“We hated the Hitlurjugend. There was a lot of marching and singing but many of the songs were prohibited. I remember that one of the songs that weren’t prohibited and that you could sing really aloud was ‘Vyhorela stará Turá Brezová’. You could really scream this one. Once we were marching across the bridges in Frýdlant and coming in our direction was a unit of the Hitlerjugend. We immediately started to sing ‘Vyhorela stará Turá Brezová’ as loud as we could. We managed to roar them down and you could really see how they lost their foot pace and got disorganized. Their unit got deformed and that was our greatest moral victory over the Nazis.”
“After the unit was replaced, there stayed behind a lot of ammunition and we even found a revolver and a box of grenades there. We later used to remember, me and Karel Líba, how the five of us were sitting in our club house, next to the glowing fireplace, dismantling the grenades with our bare hands. We would screw it a bit and pass it on to the neighbor. All of a sudden the two halves fell apart and they were held together by a string. We got scared and very carefully screwed it back together and then handed the grenades over.”
“Once I read in the Scout magazine about a Scout brigade from Bohemia that addressed Šrámek to compose a cheer for their brigade.
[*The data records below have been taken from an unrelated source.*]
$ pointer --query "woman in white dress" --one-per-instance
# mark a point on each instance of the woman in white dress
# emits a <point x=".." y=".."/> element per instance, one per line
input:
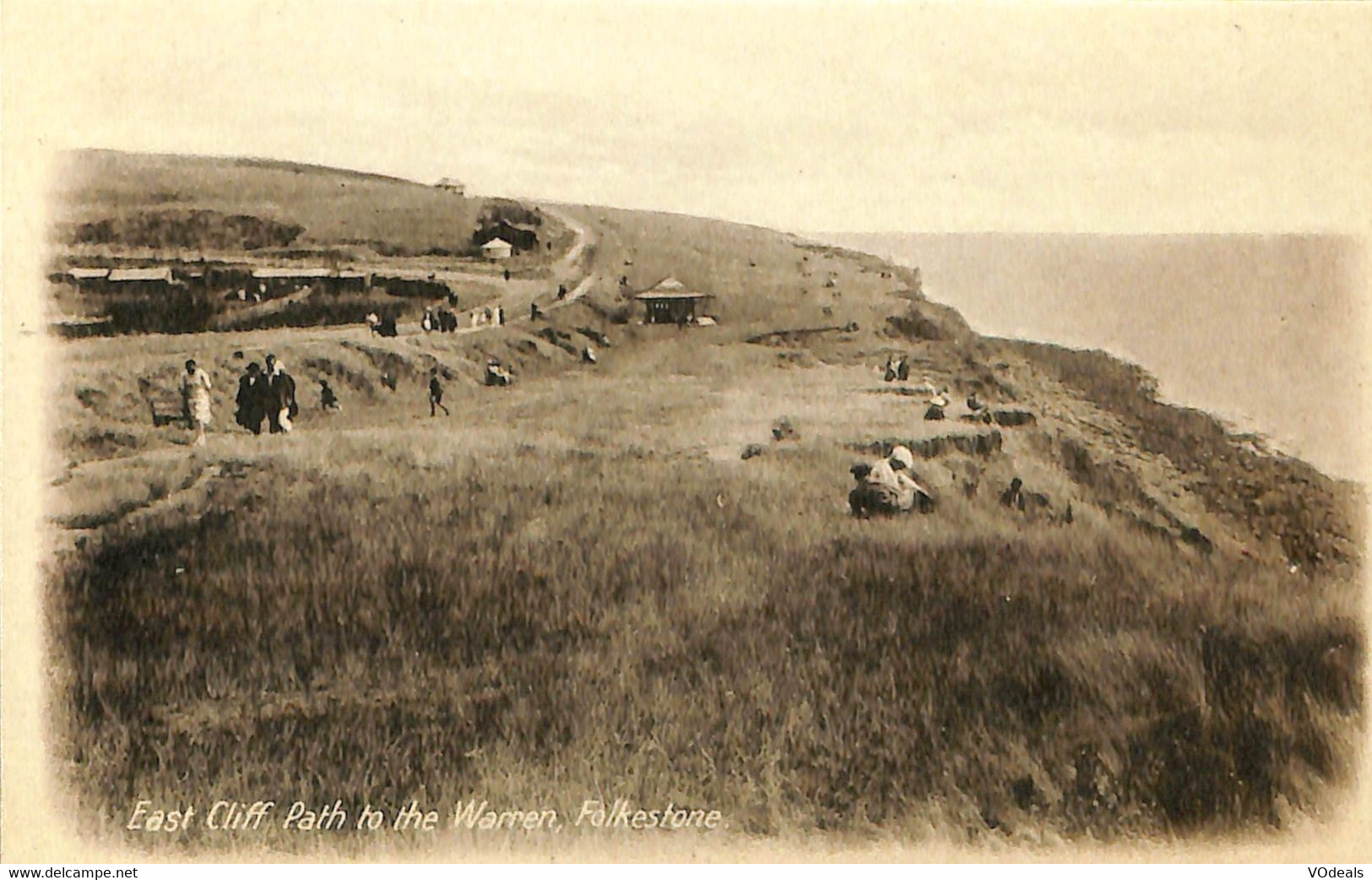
<point x="195" y="395"/>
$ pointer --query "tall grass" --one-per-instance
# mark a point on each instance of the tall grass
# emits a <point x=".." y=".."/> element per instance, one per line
<point x="630" y="625"/>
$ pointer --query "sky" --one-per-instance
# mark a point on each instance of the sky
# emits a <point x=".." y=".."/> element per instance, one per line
<point x="807" y="117"/>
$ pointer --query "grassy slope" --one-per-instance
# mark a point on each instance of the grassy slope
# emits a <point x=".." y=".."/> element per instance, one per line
<point x="603" y="597"/>
<point x="333" y="206"/>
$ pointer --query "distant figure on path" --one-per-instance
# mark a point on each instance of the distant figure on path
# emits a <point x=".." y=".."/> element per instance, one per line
<point x="437" y="394"/>
<point x="252" y="388"/>
<point x="280" y="397"/>
<point x="195" y="397"/>
<point x="328" y="399"/>
<point x="497" y="375"/>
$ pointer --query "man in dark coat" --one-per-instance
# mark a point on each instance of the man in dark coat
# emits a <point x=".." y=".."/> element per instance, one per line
<point x="279" y="397"/>
<point x="437" y="394"/>
<point x="252" y="386"/>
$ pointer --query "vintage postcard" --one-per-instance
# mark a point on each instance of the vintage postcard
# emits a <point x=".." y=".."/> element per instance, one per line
<point x="634" y="432"/>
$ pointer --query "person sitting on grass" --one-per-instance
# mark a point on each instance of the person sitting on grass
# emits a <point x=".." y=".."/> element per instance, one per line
<point x="437" y="394"/>
<point x="887" y="487"/>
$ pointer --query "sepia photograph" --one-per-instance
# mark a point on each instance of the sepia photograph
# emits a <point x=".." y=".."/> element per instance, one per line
<point x="654" y="432"/>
As our region is called Peter Bezruč’s, I wrote a letter to Bezruč asking him if he could invent a cheer for our brigade. Surprisingly, he responded to my letter and he came up with a cheer that went roughly like this: ‘We’re marching ahead like the devils and we’ll slay everyone who gets in our way!’ He added that next time he’d be happy if letters like these were sent to a younger generation of greybeards than he was. We were keeping this historical letter in our chronicle, the chronicle of the Tigers. I had that chronicle at home for many years before I borrowed it in 1968 to a member of our troop who fled to the West. The secret police then sealed off his flat and that’s how we lost our chronicle and with it that historical letter from Bezruč.”
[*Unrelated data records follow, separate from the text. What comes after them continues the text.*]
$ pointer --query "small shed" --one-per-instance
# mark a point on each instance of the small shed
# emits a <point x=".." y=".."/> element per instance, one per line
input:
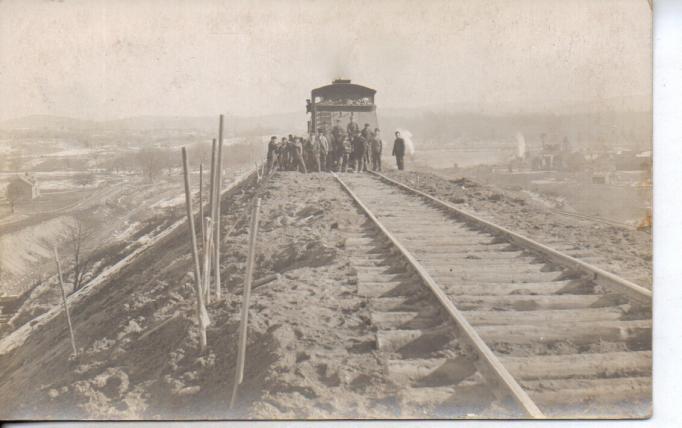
<point x="22" y="188"/>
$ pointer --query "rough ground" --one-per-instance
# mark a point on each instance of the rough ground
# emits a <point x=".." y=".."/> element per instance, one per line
<point x="625" y="252"/>
<point x="311" y="347"/>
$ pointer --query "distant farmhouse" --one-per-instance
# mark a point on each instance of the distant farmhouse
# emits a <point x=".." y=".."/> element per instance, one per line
<point x="22" y="188"/>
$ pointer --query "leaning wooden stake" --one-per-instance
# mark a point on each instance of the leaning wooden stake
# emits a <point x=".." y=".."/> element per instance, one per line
<point x="211" y="193"/>
<point x="216" y="218"/>
<point x="66" y="306"/>
<point x="201" y="206"/>
<point x="201" y="310"/>
<point x="241" y="351"/>
<point x="208" y="251"/>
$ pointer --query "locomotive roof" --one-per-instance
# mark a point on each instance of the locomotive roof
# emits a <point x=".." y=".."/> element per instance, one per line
<point x="343" y="87"/>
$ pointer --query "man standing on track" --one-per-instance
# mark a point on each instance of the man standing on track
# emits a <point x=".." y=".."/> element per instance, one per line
<point x="359" y="150"/>
<point x="352" y="128"/>
<point x="399" y="151"/>
<point x="272" y="153"/>
<point x="324" y="148"/>
<point x="338" y="135"/>
<point x="367" y="135"/>
<point x="314" y="153"/>
<point x="376" y="146"/>
<point x="296" y="152"/>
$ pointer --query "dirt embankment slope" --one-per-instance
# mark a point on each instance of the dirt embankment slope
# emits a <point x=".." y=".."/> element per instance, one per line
<point x="623" y="251"/>
<point x="311" y="348"/>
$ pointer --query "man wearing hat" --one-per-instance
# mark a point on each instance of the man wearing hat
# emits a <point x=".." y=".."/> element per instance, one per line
<point x="399" y="151"/>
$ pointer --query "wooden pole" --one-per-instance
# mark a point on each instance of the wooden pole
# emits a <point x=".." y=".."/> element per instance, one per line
<point x="216" y="219"/>
<point x="241" y="351"/>
<point x="211" y="203"/>
<point x="201" y="206"/>
<point x="66" y="306"/>
<point x="197" y="270"/>
<point x="208" y="251"/>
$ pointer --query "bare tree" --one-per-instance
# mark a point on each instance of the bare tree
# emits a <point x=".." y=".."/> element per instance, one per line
<point x="77" y="236"/>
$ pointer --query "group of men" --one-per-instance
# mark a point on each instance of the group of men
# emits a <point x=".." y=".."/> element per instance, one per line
<point x="350" y="149"/>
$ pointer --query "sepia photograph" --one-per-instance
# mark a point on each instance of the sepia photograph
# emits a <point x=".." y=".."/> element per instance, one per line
<point x="320" y="209"/>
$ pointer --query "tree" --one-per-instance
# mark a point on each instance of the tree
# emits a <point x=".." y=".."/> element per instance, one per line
<point x="77" y="234"/>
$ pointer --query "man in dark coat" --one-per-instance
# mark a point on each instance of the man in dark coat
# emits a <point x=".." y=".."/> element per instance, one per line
<point x="352" y="128"/>
<point x="272" y="153"/>
<point x="399" y="151"/>
<point x="296" y="151"/>
<point x="359" y="151"/>
<point x="375" y="149"/>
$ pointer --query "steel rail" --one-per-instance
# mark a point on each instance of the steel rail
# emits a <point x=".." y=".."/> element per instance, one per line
<point x="632" y="291"/>
<point x="492" y="368"/>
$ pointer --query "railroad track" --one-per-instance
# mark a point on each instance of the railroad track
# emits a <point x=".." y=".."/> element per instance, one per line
<point x="553" y="335"/>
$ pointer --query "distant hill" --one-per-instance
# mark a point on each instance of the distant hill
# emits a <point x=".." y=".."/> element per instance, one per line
<point x="439" y="124"/>
<point x="286" y="122"/>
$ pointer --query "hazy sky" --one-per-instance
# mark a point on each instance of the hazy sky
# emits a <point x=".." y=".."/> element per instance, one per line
<point x="115" y="58"/>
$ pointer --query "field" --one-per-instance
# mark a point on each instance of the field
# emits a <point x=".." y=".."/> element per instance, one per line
<point x="105" y="190"/>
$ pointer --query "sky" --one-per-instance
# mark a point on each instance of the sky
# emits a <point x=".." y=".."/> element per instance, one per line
<point x="107" y="59"/>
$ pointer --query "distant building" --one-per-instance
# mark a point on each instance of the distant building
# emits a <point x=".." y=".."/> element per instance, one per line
<point x="22" y="188"/>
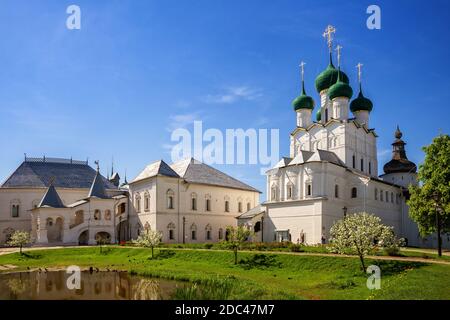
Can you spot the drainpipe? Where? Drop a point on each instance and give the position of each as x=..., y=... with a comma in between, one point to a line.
x=262, y=228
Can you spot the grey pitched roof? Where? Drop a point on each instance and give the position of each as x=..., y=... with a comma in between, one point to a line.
x=51, y=199
x=252, y=212
x=155, y=169
x=98, y=188
x=194, y=171
x=66, y=174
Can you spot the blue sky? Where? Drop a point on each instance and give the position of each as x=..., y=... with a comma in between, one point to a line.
x=137, y=69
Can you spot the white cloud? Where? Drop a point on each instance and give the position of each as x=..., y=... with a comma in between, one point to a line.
x=233, y=94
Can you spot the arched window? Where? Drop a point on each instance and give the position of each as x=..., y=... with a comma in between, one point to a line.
x=194, y=201
x=290, y=191
x=108, y=215
x=146, y=202
x=208, y=202
x=193, y=232
x=308, y=189
x=137, y=202
x=121, y=208
x=273, y=193
x=79, y=217
x=15, y=208
x=171, y=228
x=354, y=192
x=170, y=199
x=208, y=232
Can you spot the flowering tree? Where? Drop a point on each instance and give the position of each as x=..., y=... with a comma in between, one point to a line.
x=235, y=238
x=149, y=239
x=19, y=239
x=360, y=234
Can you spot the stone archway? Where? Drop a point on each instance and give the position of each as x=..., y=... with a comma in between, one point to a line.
x=55, y=229
x=103, y=237
x=83, y=238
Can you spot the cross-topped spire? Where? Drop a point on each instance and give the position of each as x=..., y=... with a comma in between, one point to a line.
x=338, y=49
x=359, y=67
x=328, y=34
x=302, y=68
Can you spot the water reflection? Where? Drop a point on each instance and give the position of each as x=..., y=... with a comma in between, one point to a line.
x=94, y=286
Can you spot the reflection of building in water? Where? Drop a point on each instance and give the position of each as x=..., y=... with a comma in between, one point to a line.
x=95, y=286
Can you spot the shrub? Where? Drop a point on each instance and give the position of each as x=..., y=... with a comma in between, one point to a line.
x=260, y=261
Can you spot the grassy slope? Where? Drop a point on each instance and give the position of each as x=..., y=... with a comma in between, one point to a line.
x=299, y=277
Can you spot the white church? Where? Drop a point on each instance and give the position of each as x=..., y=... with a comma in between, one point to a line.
x=332, y=169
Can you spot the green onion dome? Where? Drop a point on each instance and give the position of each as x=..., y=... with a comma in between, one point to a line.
x=329, y=77
x=340, y=89
x=361, y=103
x=303, y=101
x=318, y=116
“Our task was to walk in silence and at night to the cross at Ivančena and as soon as we get there, to find the biggest stone we could carry. When we got there, there was a cross standing on the ridge and through the pass you could see Frýdlant that was alight. Nowadays, Ivančena is located on a bare plane but back then it was a wooded area and you didn’t see where you were stepping. We had to follow the sky and the stars that were shining through the treetops. You couldn’t use the torch because that was unacceptable. Not even a complete newcomer would use the torch. When we got there, we learned that the council of the brigade had erected a cross there the previous week.”
“We’re marching ahead like the devils and we’ll slay everyone who gets in our way!”
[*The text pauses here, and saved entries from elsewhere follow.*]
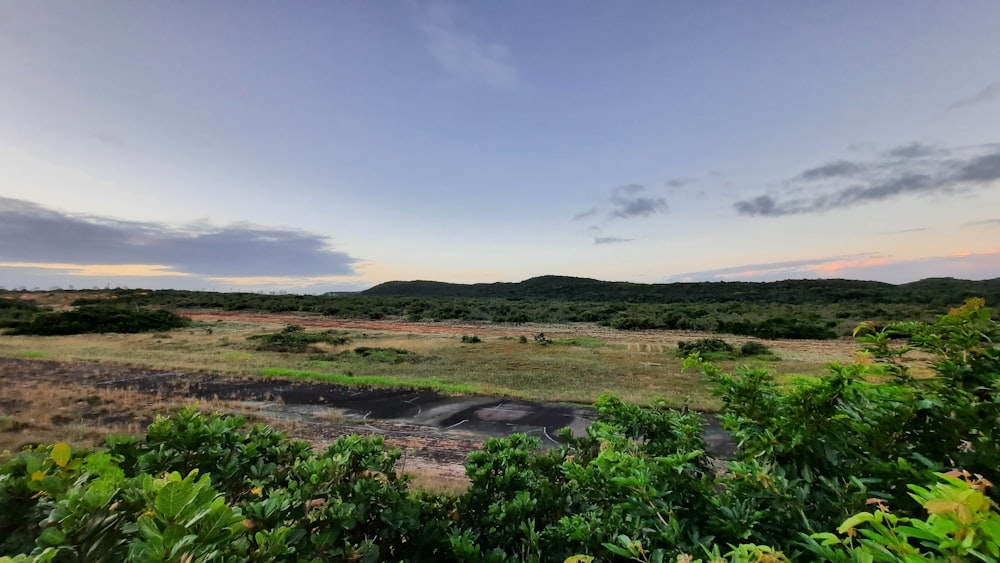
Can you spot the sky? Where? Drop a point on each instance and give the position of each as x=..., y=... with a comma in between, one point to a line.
x=316, y=146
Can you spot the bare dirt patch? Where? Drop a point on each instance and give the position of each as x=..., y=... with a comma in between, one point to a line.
x=435, y=431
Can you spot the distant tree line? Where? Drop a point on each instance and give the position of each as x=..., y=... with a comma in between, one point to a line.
x=813, y=309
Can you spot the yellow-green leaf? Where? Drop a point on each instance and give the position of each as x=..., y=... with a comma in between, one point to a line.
x=60, y=454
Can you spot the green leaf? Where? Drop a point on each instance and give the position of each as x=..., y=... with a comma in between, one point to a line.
x=52, y=537
x=172, y=499
x=60, y=454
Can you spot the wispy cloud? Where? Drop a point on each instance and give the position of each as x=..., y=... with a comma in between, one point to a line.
x=873, y=266
x=628, y=203
x=611, y=240
x=904, y=231
x=32, y=234
x=986, y=95
x=984, y=222
x=463, y=54
x=907, y=170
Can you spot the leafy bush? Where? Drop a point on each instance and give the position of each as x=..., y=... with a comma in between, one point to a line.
x=709, y=348
x=294, y=338
x=386, y=355
x=101, y=318
x=16, y=312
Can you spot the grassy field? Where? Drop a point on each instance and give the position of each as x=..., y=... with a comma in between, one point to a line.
x=573, y=368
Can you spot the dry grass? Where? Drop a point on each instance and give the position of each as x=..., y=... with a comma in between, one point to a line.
x=637, y=367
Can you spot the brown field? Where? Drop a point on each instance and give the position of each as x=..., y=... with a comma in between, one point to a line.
x=50, y=394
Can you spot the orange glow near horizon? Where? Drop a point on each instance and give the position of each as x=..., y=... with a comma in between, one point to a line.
x=127, y=270
x=833, y=267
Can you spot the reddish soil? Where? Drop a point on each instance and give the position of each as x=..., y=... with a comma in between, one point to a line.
x=484, y=328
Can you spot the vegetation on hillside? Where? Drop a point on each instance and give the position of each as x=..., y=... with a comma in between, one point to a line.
x=100, y=318
x=871, y=463
x=804, y=309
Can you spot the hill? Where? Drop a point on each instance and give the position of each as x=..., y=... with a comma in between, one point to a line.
x=931, y=292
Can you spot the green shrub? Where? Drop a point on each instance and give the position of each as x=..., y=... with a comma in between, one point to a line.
x=752, y=348
x=294, y=338
x=386, y=355
x=102, y=318
x=714, y=349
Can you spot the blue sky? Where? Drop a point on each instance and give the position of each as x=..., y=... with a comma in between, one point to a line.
x=315, y=146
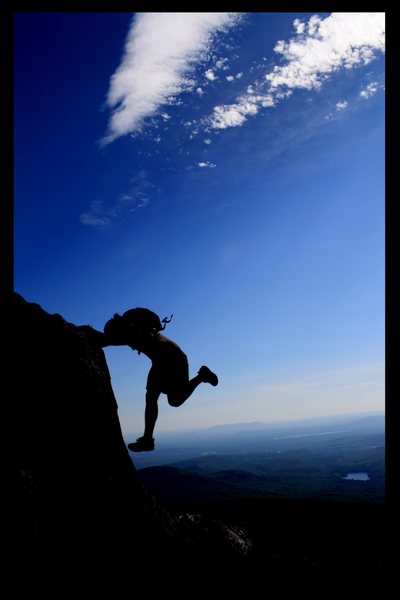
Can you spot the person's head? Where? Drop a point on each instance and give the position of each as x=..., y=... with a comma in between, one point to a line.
x=115, y=331
x=125, y=331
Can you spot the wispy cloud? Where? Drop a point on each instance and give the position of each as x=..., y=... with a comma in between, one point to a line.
x=320, y=48
x=160, y=53
x=101, y=216
x=206, y=165
x=369, y=91
x=341, y=105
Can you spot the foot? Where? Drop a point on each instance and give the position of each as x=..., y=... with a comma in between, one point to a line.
x=208, y=376
x=142, y=444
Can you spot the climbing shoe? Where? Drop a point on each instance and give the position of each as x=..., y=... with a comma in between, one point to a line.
x=142, y=444
x=208, y=376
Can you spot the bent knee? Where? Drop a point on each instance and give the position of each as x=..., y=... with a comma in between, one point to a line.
x=174, y=400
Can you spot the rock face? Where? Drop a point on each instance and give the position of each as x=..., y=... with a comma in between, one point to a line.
x=73, y=481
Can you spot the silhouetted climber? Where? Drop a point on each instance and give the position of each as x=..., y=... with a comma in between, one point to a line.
x=140, y=329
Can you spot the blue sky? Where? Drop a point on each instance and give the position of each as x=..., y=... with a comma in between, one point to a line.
x=224, y=167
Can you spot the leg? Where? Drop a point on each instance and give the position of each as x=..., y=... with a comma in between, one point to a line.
x=178, y=396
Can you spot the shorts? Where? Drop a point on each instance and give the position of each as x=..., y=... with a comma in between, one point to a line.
x=169, y=376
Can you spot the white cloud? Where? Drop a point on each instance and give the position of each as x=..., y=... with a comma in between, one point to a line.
x=341, y=105
x=160, y=51
x=342, y=40
x=209, y=74
x=232, y=115
x=320, y=48
x=101, y=216
x=369, y=91
x=207, y=164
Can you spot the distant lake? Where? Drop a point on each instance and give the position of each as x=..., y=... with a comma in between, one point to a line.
x=357, y=476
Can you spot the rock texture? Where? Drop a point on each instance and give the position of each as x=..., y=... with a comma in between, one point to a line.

Hugo Mandovský or Píro, as he was known by his Scouting nickname, was born on January 13, 1932. His father was held imprisoned in a concentration camp during the Second World War. Hugo Mandovský got to the Scout movement through the Club of Czechoslovak Tourists, where he was part of an illegal Scout unit. After the end of the war, this unit was converted back into a regular Scout unit where Píro was a leader of the Tigers patrol. The unit erected a tumulus in Ivančena. After he graduated from secondary school in 1948, Mr. Mandovský moved to Prague where he studied at the University of Chemistry and Technology. It was here where he met Dr. Pavel Křivský, who was arrested shortly afterwards . While he was studying at the university, Mr. Mandovský was also actively interested and engaged in choral singing and river touring. After he graduated from university, he worked for the Vítkovice steel works in the chemical works and the blast furnace. He became engaged in the Scout movement again in 1968 and became the leader of a group within the 48th unit of Brownie girls. With the onset of the so-called „Normalization“, his Scout group was carried over to a unit within the Pionýr movement (Pioneer - a Communist youth movement modeled on the Scout movement - note by the translator). They were now a part of the TJ (TJ stands for „tělovýchovná jednota“ or gymnastics union) Sokol Ostrava - Nová Ves. In this way, the 48th unit was able to survive till 1989. In 1989 Hugo Mandovský helped to establish the 48th Scout Group Ostrava that he is in charge of. For his lifelong devotion and engagement, he was awarded the Medal of gratitude in 2002 and the golden Medal of St. George in 2007.